My body was my greatest ally because it enabled me to endure a series of marathon days, with the support of FLIP and Oxfam, to knock on the doors of the Spanish government, to reach the European Parliament, the United States Congress, the White House, the House of Lords in London, travel through Ireland, the Netherlands, Germany and France, as well as present the case before the Inter-American Commission on Human Rights (IACHR) in Washington. There have been countless trips, meetings, hearings, letters and petitions, and even more tears.

I believe, in the end, these tears also represented the strength of knowing that despite the circumstances, I was still attached to journalism. It is what to this day has allowed me to stay alive, because despite my case having reached an international level, the threats have not stopped.

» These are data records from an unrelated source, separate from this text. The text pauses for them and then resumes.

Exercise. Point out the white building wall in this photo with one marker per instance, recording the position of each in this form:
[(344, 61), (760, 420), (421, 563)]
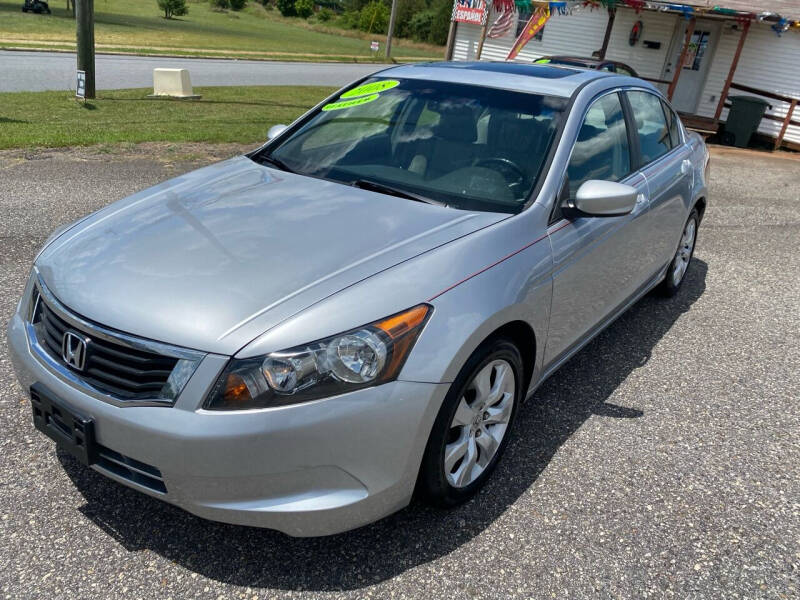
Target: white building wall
[(768, 62)]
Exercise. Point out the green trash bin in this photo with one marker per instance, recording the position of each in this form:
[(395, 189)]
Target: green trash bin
[(743, 118)]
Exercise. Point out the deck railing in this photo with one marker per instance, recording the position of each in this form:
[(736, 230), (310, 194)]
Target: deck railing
[(786, 121)]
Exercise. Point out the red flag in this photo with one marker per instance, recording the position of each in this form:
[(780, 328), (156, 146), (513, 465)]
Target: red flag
[(532, 27)]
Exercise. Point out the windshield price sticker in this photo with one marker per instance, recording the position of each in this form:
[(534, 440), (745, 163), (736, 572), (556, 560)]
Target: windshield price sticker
[(350, 103), (371, 88)]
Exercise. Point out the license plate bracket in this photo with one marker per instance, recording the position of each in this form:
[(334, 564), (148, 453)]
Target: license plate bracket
[(71, 430)]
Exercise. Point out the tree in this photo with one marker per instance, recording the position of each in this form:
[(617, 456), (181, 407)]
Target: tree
[(374, 18), (173, 8)]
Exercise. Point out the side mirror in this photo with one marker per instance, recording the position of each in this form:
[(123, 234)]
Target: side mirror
[(275, 131), (597, 198)]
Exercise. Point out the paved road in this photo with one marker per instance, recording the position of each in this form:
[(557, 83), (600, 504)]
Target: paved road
[(662, 462), (36, 71)]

In 2018 alone I received seven direct threats, in which the authors reminded me “not to forget this is what they like”, referring to rape, and that “no armoured car, no escort or bodyguard will be enough to protect” me.

But I believe there is something that does protect me. Because death stops being a problem when you have to live with it. Managing to make journalism a channel for empowerment and a tool for constant transformation is the greatest protection, when your voice becomes the voice of millions.

In recent years, through No Es Hora De Callar, we were able to get 120 women from Colombia’s South Pacific to denounce the crimes of sexual violence they suffered. These women did not smile and always looked at the ground, ashamed to raise their heads. I decided to teach them journalism. I got a multinational to donate cell phones and with the help of campaign volunteers, we showed the women how to tell their own stories. They recorded their testimonies and we turned that material into the short documentary The Power of My Voice

Journalism, which saved my life, also made visible the sexual violence that Colombia has suffered in silence for decades. Journalism gave hope to the victims and prepared them, through No Es Hora De Callar, to make their transition into being survivors. It gave them the hope to transform their pain. It transformed my pain.

There is still a long way to go. My case has changed prosecutors three times and remains unpunished. The perpetrators of the crime may never be brought to justice. There has been no progress through the Colombian courts. The case is now advancing through the IAHCR procedures.

Perhaps I will need to go through more legal hearings and many more tears, but the worst is over, because the stories that journalism has allowed me to write and tell are the best legacy for those who face sexual violence. They are a source of strength for women who, like me, found in journalism their reason for existing.

I’m often asked how I managed to forgive and, although I initially thought I had, it’s clear there’s physical, emotional and spiritual damage for which no reparation or forgiveness is possible. But I’ve decided to do my job and be an activist with love, not hatred. I don’t know if that translates into indulgence.

The harm done to me is incommensurable, because it left me without a family, unable to become a mother, without the possibility of doing my job or going out onto the streets freely. I am always accompanied by bodyguards. I am always conscious that today could be my last day. For me, every day is my last day. This is why I dedicate myself to finding the best story, writing the best column, organizing the best conference, producing the best documentary. To continue transforming my pain through journalism.